Environment and energy ministers from the G-20 economic bloc adopted a voluntary global framework for combating plastic pollution at a meeting in Japan June 16, ahead of the formal G-20 summit of leaders in late June.
This year's G-20 gatherings are hosted by the Japanese government, which had identified plastic in the ocean as a target for action.
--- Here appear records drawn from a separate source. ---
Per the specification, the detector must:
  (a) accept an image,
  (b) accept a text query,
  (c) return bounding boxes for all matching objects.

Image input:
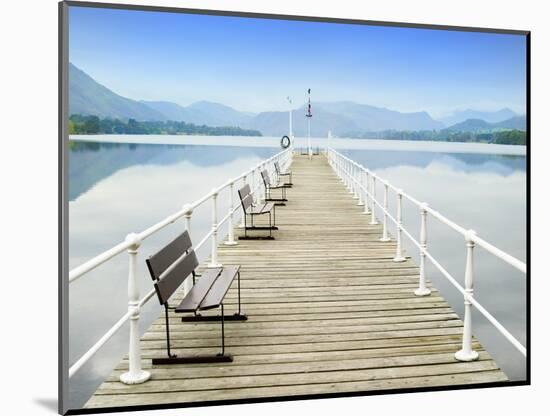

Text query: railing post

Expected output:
[250,168,258,203]
[119,234,151,384]
[357,166,365,207]
[393,189,407,263]
[455,230,479,361]
[348,160,353,194]
[414,203,432,296]
[183,204,193,296]
[239,174,248,228]
[225,182,238,245]
[351,163,360,200]
[208,193,222,267]
[370,175,378,225]
[363,169,370,214]
[380,182,391,242]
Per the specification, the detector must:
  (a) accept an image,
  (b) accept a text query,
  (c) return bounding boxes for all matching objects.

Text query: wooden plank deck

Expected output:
[85,155,507,408]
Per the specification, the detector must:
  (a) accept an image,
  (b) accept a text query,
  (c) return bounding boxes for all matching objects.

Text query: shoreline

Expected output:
[69,134,527,156]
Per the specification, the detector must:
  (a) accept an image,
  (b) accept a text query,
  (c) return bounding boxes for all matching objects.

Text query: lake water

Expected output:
[69,136,526,408]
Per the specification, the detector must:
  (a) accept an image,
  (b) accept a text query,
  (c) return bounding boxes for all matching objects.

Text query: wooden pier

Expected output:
[85,155,507,408]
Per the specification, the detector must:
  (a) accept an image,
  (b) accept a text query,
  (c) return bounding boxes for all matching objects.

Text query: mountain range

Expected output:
[69,63,525,136]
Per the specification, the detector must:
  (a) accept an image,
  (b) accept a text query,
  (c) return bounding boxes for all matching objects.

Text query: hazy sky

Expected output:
[69,7,526,117]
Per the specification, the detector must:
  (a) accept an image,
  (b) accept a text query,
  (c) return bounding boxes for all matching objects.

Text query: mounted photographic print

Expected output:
[59,1,530,414]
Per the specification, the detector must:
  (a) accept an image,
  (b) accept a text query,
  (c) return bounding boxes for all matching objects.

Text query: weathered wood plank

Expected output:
[86,156,507,408]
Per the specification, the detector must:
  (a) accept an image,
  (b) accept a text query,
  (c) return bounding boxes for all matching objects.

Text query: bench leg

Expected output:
[164,304,176,359]
[151,304,233,365]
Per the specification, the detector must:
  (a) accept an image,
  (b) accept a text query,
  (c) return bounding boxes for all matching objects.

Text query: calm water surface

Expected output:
[69,136,526,408]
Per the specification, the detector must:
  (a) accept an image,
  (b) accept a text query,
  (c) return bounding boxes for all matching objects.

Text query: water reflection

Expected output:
[69,141,274,201]
[344,150,527,380]
[69,138,526,408]
[69,143,277,408]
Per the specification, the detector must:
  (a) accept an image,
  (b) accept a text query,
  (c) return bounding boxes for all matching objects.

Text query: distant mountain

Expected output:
[316,101,443,131]
[439,108,517,127]
[141,101,254,127]
[69,64,526,137]
[187,101,256,127]
[447,116,527,132]
[69,63,166,121]
[246,101,443,136]
[246,104,360,137]
[493,116,527,131]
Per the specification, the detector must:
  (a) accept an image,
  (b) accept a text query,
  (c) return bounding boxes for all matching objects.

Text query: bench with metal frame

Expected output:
[238,184,279,240]
[146,231,248,365]
[273,161,292,188]
[261,169,288,205]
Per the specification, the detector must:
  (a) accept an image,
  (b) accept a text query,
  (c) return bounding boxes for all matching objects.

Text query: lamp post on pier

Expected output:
[286,97,294,146]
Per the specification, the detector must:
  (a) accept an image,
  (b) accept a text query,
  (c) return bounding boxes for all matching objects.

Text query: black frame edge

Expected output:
[64,0,530,35]
[57,1,69,415]
[58,0,531,415]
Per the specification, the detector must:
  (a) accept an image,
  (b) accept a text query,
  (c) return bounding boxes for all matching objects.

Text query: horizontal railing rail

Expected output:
[326,147,527,361]
[68,146,293,384]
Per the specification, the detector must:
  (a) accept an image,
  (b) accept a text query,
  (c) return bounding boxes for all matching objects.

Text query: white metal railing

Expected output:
[326,147,527,361]
[69,146,293,384]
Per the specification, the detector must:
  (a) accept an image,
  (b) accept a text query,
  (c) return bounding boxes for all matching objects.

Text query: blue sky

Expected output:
[69,7,526,117]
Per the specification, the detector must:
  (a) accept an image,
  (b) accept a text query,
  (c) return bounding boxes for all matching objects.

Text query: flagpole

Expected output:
[306,88,313,160]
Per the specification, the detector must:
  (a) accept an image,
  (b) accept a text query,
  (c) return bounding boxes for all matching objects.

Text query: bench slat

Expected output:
[155,250,199,304]
[146,231,191,280]
[200,266,241,309]
[176,268,222,312]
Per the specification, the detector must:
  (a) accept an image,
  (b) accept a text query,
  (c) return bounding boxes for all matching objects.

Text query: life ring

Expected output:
[281,136,290,149]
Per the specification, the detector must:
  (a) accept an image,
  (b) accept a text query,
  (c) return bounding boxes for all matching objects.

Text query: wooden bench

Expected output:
[300,146,319,156]
[273,161,292,188]
[146,231,247,365]
[261,169,288,205]
[238,185,279,240]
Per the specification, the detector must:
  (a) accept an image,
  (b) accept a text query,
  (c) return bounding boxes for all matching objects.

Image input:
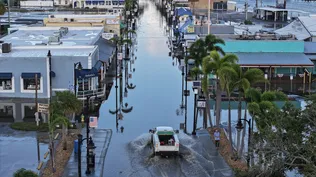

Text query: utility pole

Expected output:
[207,0,211,34]
[7,0,11,28]
[35,74,41,164]
[245,0,248,20]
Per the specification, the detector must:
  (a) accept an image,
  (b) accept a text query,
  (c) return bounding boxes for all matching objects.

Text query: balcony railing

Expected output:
[77,87,105,100]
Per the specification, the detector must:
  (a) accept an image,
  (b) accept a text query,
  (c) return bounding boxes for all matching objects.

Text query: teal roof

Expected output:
[220,40,304,53]
[210,100,301,110]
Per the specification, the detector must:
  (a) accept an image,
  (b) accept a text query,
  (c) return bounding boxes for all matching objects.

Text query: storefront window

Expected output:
[24,105,36,120]
[23,78,41,90]
[0,78,13,91]
[0,105,13,118]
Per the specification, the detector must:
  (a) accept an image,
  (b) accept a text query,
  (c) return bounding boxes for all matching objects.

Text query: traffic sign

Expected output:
[197,100,206,108]
[37,103,49,113]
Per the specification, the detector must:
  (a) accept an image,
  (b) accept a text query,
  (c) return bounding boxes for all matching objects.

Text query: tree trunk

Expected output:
[228,95,234,155]
[204,90,213,128]
[216,79,222,127]
[62,124,67,150]
[237,92,242,157]
[238,102,250,157]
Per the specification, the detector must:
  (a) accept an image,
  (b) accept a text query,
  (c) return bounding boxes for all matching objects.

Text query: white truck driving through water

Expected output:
[149,126,180,156]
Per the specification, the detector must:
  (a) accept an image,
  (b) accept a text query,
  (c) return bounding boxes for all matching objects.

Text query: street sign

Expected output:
[180,123,185,130]
[89,117,98,128]
[102,33,114,40]
[117,53,123,60]
[192,81,201,88]
[183,90,190,96]
[37,103,49,113]
[197,100,206,108]
[34,112,40,126]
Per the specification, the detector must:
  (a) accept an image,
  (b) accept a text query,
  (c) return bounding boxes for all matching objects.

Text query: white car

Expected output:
[149,126,180,156]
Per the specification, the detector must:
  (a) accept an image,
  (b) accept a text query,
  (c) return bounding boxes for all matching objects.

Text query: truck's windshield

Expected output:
[157,131,173,135]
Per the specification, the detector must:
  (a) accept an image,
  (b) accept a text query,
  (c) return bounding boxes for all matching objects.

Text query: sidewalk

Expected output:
[196,130,235,177]
[63,128,112,177]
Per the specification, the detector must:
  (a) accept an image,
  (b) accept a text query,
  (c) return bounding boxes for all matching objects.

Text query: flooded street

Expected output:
[99,1,231,177]
[0,125,48,177]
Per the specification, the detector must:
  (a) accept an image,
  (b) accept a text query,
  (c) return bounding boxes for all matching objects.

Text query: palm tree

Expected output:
[189,39,207,68]
[0,1,6,36]
[13,168,38,177]
[189,34,225,67]
[218,66,238,155]
[50,91,82,150]
[209,51,238,127]
[233,65,265,155]
[205,34,225,55]
[202,57,213,128]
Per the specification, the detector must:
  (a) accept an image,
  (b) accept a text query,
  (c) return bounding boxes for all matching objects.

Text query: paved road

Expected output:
[92,1,231,177]
[63,129,112,177]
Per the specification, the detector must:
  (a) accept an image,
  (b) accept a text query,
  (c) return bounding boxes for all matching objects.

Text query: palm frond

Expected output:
[244,68,265,84]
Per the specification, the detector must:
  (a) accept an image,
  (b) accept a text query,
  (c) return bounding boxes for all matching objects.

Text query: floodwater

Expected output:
[234,0,316,14]
[0,126,48,176]
[98,1,231,177]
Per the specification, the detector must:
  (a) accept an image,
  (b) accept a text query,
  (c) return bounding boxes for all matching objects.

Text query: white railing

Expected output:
[77,86,105,100]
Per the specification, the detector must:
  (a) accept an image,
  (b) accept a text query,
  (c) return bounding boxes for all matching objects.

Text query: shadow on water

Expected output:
[127,133,214,177]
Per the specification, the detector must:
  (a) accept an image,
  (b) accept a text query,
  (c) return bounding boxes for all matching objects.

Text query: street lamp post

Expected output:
[290,74,293,93]
[74,62,82,96]
[183,43,189,133]
[192,88,199,135]
[264,73,268,91]
[78,95,97,174]
[236,119,252,167]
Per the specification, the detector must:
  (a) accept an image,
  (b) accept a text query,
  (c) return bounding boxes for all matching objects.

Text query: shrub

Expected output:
[13,168,38,177]
[261,92,276,101]
[244,20,252,25]
[10,122,48,132]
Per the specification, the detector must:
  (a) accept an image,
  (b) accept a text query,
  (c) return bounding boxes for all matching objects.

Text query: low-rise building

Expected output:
[190,0,227,10]
[0,27,114,99]
[54,0,73,7]
[275,16,316,42]
[20,0,54,8]
[72,0,124,10]
[43,14,120,35]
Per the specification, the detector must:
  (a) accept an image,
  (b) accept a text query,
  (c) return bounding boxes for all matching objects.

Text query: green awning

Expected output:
[120,23,126,28]
[210,100,301,110]
[157,131,174,135]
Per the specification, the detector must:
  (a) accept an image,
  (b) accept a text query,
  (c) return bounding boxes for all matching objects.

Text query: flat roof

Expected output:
[304,42,316,54]
[1,27,104,47]
[48,14,120,19]
[0,46,97,57]
[234,53,314,67]
[257,7,309,14]
[298,16,316,36]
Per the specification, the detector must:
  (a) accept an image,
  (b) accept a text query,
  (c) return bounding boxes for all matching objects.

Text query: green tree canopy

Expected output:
[13,168,38,177]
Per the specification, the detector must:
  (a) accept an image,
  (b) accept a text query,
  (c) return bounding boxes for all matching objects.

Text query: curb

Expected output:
[100,129,112,177]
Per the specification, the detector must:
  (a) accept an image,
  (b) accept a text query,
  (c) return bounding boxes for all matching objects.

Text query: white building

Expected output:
[54,0,73,7]
[20,0,54,8]
[73,0,124,10]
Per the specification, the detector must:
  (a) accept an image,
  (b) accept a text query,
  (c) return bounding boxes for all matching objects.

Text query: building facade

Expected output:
[72,0,124,9]
[0,27,112,98]
[54,0,73,7]
[43,14,120,35]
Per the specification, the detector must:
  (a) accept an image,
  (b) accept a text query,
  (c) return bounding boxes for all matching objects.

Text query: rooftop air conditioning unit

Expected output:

Tokyo said in agenda documents ahead of the meeting that it wanted to discuss ways to stop leakage into the ocean and look at how innovation can help that.
According to news reports, the G-20 ministers issued a statement that "marine litter, especially marine plastic litter and microplastics, is a matter requiring urgent action given its adverse impacts on marine ecosystems, livelihoods and industries including fisheries, tourism and shipping, and potentially on human health."
Japanese Environment Minister Yoshiaki Harada reportedly called the G-20 framework a "major achievement," but the environmental group World Wide Fund for Nature criticized the agreement for failing to neither set concrete targets nor set up binding measures to enforce commitments countries will make.
"Despite discussions at G-20 demonstrating that plastic pollution is rightly being brought to the top of the international agenda, the outcome fails to reflect the severity of the issue," WWF said. "It's increasingly clear that solving this growing crisis requires a strong legal international treaty similar to the likes of the Montreal Protocol to combat depletion of the ozone layer."
U.S. Environmental Protection Agency Administrator Andrew Wheeler, who attended the meeting, said in a statement that the group had "very productive" talks on marine litter, waste management, water infrastructure and access to clean drinking water.
He reportedly told the summit that the U.S. government did not see a need for bans on single-use plastics.
In late May, Japanese Prime Minister Shinzo Abe, however, announced a strategy to cut disposable plastic waste by 25 percent by 2030, including having retailers charge for plastic bags. Abe's plan would also expand the use of bioplastics and completely recycle plastics from discarded appliances and car parts by 2035.
Similarly, Canadian Prime Minister Justin Trudeau on June 10 unveiled a plan to ban "harmful" single-use plastics.